Pork has been a cornerstone of the Chinese diet for centuries. Rows of 2,100-year-old terra cotta pigs were recently discovered near Xian, a city better known for terra cotta warriors. China's 1.3 billion people eat more than 42 billion kilograms of pork a year -- 90g a day for every man, woman and child in the country.
And just as higher gasoline prices can lead to a political reaction in the US, the Chinese government is particularly worried about swiftly increasing pork prices because of their impact on household budgets and the way they can exacerbate income inequality.
Pork is a critical source of protein for Chinese of all incomes, but particularly for low-income workers like those who keep American and European families well supplied with US$49 DVD players and other popular consumer products.
Broader measures of consumer prices showed inflation of only 3 percent in April, but Goldman Sachs is now predicting that the higher meat prices will be pushing this above 4 percent "very soon."

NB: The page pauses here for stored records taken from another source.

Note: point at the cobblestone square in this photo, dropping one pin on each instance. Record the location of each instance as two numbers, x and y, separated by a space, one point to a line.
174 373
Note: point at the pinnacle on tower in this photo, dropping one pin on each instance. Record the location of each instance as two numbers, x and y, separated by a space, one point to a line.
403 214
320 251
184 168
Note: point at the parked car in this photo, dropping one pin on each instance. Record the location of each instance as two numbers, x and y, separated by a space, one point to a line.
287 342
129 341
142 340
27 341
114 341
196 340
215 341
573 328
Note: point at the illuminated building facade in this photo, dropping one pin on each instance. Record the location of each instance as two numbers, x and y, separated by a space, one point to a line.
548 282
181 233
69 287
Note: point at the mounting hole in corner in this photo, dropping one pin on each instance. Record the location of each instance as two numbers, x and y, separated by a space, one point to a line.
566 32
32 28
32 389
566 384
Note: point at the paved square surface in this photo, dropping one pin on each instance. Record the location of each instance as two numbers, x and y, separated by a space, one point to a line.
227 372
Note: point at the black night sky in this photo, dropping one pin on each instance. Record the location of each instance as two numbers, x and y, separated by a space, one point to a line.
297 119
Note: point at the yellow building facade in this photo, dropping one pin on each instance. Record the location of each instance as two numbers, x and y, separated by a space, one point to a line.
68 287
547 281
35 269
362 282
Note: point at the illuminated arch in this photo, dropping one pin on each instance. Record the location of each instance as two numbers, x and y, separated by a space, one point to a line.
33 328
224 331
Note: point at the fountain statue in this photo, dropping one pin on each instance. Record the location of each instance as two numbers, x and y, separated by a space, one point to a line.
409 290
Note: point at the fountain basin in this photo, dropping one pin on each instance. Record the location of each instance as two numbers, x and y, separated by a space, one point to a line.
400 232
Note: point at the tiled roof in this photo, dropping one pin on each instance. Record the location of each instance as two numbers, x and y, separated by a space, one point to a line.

Heavy investments in new factories, roads, rail lines and ports have helped limit inflation until now in manufactured goods as productivity improvements mostly offset rising wages and higher prices for food, oil and metals.
Economists and business executives say that manufacturers face growing pressure to raise prices as well, particularly with the torrent of money pouring into China now, which has helped push up the prices of Chinese stocks and real estate.
But the price that many Chinese care about most these days is the price of pork. Not far from Zhang's butcher counter is a small shop selling unrefrigerated barbecue. Cherry Zhou, a shop worker, said the shop had raised prices 25 percent in the last few days.
Blaming pork distributors, she said: "It's more expensive by the week."